Klosk adds that large drug and biotech companies may be contracting out biologics manufacturing for clinical trials with the intent of bringing the product in-house if their product is commercialized. But, he says, smaller companies can't afford to build their own manufacturing plants, and these companies are a key market for Cambrex.

Cambrex has invested between $20 million and $25 million in its biopharmaceutical division over the past two years, recently installing a 750-L reactor for mammalian cell production in Baltimore.

Avecia's biopharmaceutical operation dates back to fermentation work done at ICI in the 1970s. More recently, the company established its Advanced Biologics Centre in Billingham, England, with 1,100 L of small-scale-capacity and 10,000 L of large-scale-capacity microbial production. The firm also launched a small-scale mammalian cell operation to gain experience and establish a base on which to build if the opportunity arises, says Kevin Cox, vice president of biotechnology at Avecia.

Like Cambrex, Avecia is targeting smaller companies that do not have the resources to manufacture at commercial scale. Cox adds that business will also come from large companies acting to mitigate risk by setting up a second source of supply. Some larger companies will also go to the contract market for production outside their core area of technology.

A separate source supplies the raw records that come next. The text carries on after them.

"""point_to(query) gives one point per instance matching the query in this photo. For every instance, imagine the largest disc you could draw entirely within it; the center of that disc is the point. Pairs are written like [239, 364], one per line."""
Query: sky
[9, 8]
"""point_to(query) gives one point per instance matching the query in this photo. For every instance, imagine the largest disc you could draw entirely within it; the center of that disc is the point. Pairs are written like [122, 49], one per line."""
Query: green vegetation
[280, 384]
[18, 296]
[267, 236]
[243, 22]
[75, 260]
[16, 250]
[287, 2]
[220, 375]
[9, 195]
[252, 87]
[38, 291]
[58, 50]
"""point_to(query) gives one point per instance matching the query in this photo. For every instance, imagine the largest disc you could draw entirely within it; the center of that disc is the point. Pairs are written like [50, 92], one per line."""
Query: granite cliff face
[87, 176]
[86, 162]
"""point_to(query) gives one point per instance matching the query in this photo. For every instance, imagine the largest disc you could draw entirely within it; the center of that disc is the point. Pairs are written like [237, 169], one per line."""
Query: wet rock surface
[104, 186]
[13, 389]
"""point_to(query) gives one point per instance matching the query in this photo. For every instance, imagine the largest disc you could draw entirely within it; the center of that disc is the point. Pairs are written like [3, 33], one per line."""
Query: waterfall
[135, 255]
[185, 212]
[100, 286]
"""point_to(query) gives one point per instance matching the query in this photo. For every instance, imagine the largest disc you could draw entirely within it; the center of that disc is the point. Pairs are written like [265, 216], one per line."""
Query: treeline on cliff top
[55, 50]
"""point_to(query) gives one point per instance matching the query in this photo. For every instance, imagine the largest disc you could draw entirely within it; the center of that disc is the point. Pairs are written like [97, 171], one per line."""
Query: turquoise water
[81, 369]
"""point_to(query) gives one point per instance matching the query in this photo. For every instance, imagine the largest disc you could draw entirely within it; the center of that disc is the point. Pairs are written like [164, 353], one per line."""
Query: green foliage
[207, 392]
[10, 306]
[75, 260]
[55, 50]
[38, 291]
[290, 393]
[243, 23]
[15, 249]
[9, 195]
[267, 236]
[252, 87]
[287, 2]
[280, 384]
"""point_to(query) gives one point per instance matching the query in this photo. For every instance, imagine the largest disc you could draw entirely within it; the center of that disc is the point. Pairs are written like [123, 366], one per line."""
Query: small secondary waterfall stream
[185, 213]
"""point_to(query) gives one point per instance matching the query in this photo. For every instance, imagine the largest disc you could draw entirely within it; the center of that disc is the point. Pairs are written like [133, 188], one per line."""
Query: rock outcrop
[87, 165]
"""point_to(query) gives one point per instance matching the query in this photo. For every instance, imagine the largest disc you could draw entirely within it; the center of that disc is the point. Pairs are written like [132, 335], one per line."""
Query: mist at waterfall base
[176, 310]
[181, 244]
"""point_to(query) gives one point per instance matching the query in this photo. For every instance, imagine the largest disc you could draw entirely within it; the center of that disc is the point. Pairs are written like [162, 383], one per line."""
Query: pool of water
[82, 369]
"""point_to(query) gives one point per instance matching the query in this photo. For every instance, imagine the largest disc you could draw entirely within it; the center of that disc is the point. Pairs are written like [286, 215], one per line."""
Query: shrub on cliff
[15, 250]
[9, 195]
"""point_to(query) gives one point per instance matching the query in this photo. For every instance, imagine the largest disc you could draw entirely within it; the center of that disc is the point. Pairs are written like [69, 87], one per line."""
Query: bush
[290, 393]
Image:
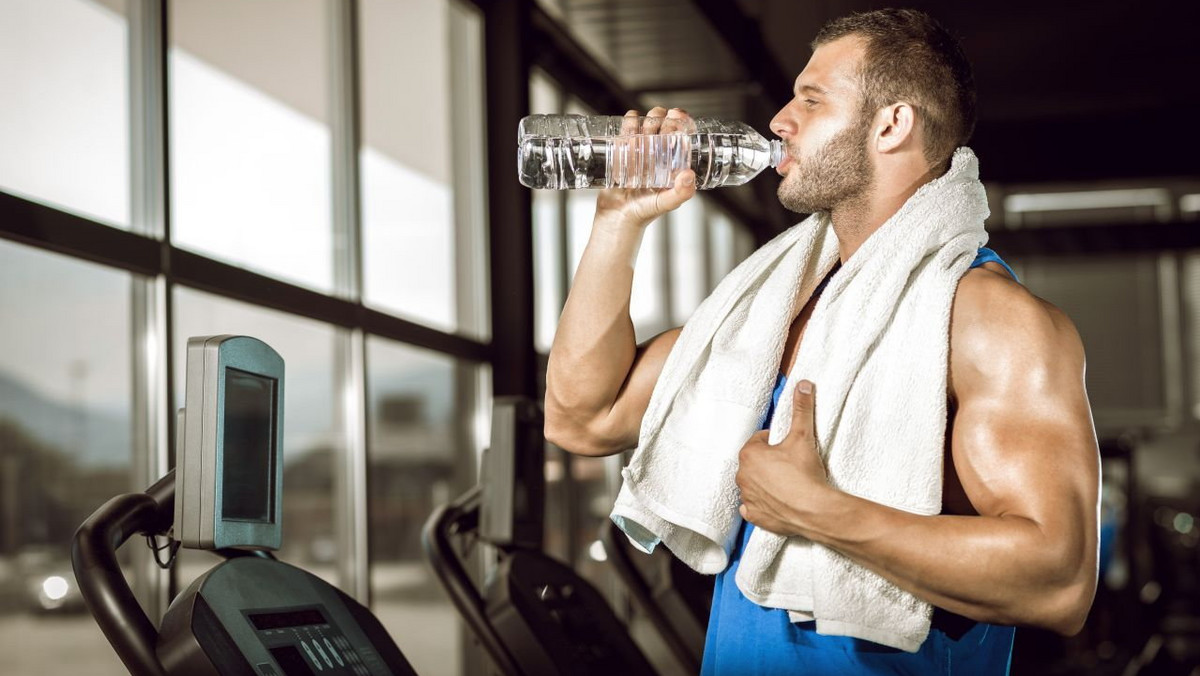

"Our next major expansion won't occur until there is real live need: a customer project that justifies further expansion," Cox says. Our expectation is that in the not-too-distant future, we will have to do it."

Boehringer Ingelheim, the world's largest contract biopharmaceutical producer, has a different take on the business. It has a unique position with 25 years of experience manufacturing finished biopharmaceuticals for itself and for clients on a contract basis. Contract work makes up 62% of the company's total business in biologics, which amounts to $800 million in annual revenue, according to Rolf Werner, head of BI's biopharmaceuticals division.

In the past two years, BI has doubled capacity for microbial production, to 80,000 L, and mammalian cell production, to 180,000 L, according to Werner. He sees no reason to adjust the go-go market forecasts of five years ago.

Or does he? "We still think there will be a shortfall in capacity beyond 2009," Werner says. "But you can say we will never have shortfalls, because there will always be investments."